第145話 本物
「黒竜と戦いなさい」
愕然とするレイスは問いを返さずにいられない。
「いや、黒竜はテグライト山脈にいるはずだろ!?」
「言ったはず。ここは約束の地であると。この揺れの原因こそ黒竜なのです。暗黒素によって穢れた竜は勇者が眠るこの地を狙う。滅びた魔王の残滓は既に死した勇者を今も許していない」
レイスは聖地に何があるのか知らなかった。
勇者ってことは自分。しかし、眠るというのだから、かつて存在した勇者なのだろうと。
「勇者の墓ってことか? それは大事なものか?」
「ここが聖地と呼ばれる理由。光の加護を纏う勇者イヴァニスがここに眠っています。彼は死後も光の加護を持ち続けており、世界に光を放ち続けている。もし仮に聖地が暗黒素にて穢れてしまえば、世界には闇が満ちていくことでしょう」
まるで理解できないけれど、どうやら聖地は世界の存続に必要不可欠なのだと思う。
それを守る使命を自分は生まれながらにして持っていたのだと。
「俺にできるのか?」
「華々しい人生に昇華させられず申し訳ありません。ですが、できることはしました。今の世界に勇者という職責を果たせる器は多くない。喫緊の問題に対処できるとすれば、勇者レイスしか存在しなかったのです」
やはり自分しかいないようだ。しかし、女神エルシリアの話には疑問点もあった。
「喫緊の問題でなければ、対処できる者がいると?」
何だか少しばかり苛つく。
自分にしかできないことであれば誇りに思うけれど、そうでないのなら意気込みも尻すぼみだ。

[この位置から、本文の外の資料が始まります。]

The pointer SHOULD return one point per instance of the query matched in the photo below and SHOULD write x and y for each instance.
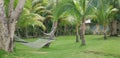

「残念ながら、成長途中です。完成度はレイスに分がありますが、その彼は途轍もない器の持ち主です」
「どこの誰なんだ? 勇者である俺よりも強いのか?」
「強くなると申しましょうか。あらゆる資質が備わって……ああいえ、運気は最低でしたからね。ワタクシの裁量が及ぶ範囲でしたので強化しておきました。しかし、運気以外は天性のものです。いずれ光の資質に目覚めることでしょう」
光の資質。初めて聞く言葉だけど、それは勇者を指すのだとレイスは思った。
成人時に勇者の資質を持っていた自分とは異なり、その者はまだ成長途中であるという。
「で、俺はどうやって黒竜を倒せば良い?」
「いえ、レイスでは倒せません……」
「はぁ!?」
意味不明な回答にレイスは眉根を寄せた。
倒せるからこその勇者。そう考えていたというのに。
「どういうことだ……?」
「誠に申し訳ございません。しかし、アヴァロニア世界の命運が貴方にかかっていることは事実です。黒竜は現存する暗黒素の大半を飲み込みました。中途半端な勇者が討伐できる存在ではないのです。真なる勇者にしか……」
述べられていくのは自身の不甲斐なさ。中途半端な勇者と評されたレイスは思わず唇を噛んでいた。
「それでさっきの勇者候補生が出てくるってわけか?」
全て推し量れていた。自分はただの繋ぎでしかないのだと。
本番は次に控える本物の勇者に任せるはずと。
「残念ながら、資質の問題です。レイスの輝きは黒竜に届かない。光を受け止め切れない。従って貴方には倒せません」
今更ながらに理解する。
戦えと言った意味。倒せと言われなかった理由について。
「戦って死ねば良いってことか?」
「その通りです。貴方を殺めることで黒竜は溜飲を下げる。光の勇者を討ったのだと思い込むことでしょう」
「なんとまあ、偽物の勇者らしい最後だな?」
「申し訳ございません」
大きく項垂れたレイスだが、直ぐさま顔を上げた。
世界のため。そんな生き方も悪くないように感じたから。
「いいぜ。俺は本物の勇者にバトンと渡してやる。ただし、一つだけ心残りがあるんだ。それを叶えてくれ」
「何なりと。まあ既に理解しておりますけれど」
流石は女神だなとレイス。分かっているのに言わせるのはどうかと思うけれど、彼はこの人生で一番の心残りを口にしていた。
「エマを幸せにしてやってくれ」
それだけだ。
最低の人生に光を届けてくれた聖女。エマが幸せになる世界を構築したいと思う。
たとえ、自らの命を代償にしてでも。
「問題ありません。既にエマは次なる光の神子と接触しました。彼女がこの時節にて失われる未来はもう潰えております」
「そいつは何でも持ってくのな? 流石は本物だわ」
「いえ、貴方も本物です。ワタクシは誇りに感じておりますわ」
何だか、やるせない現実ではあったけれど、不思議と力が湧いた。
敵わないと告げられたというのに、レイスは勝利してやろうと思う。
不意に、もの凄い音がして、地面が激しく揺れる。更には天井が崩落し、石造りの牢獄は瞬く間にその形状を失っていく。
「レイシールド!!」
勇者専用の防御スキルを発動。レイスは崩壊していく牢獄の中でも、その生の輝きを発していた。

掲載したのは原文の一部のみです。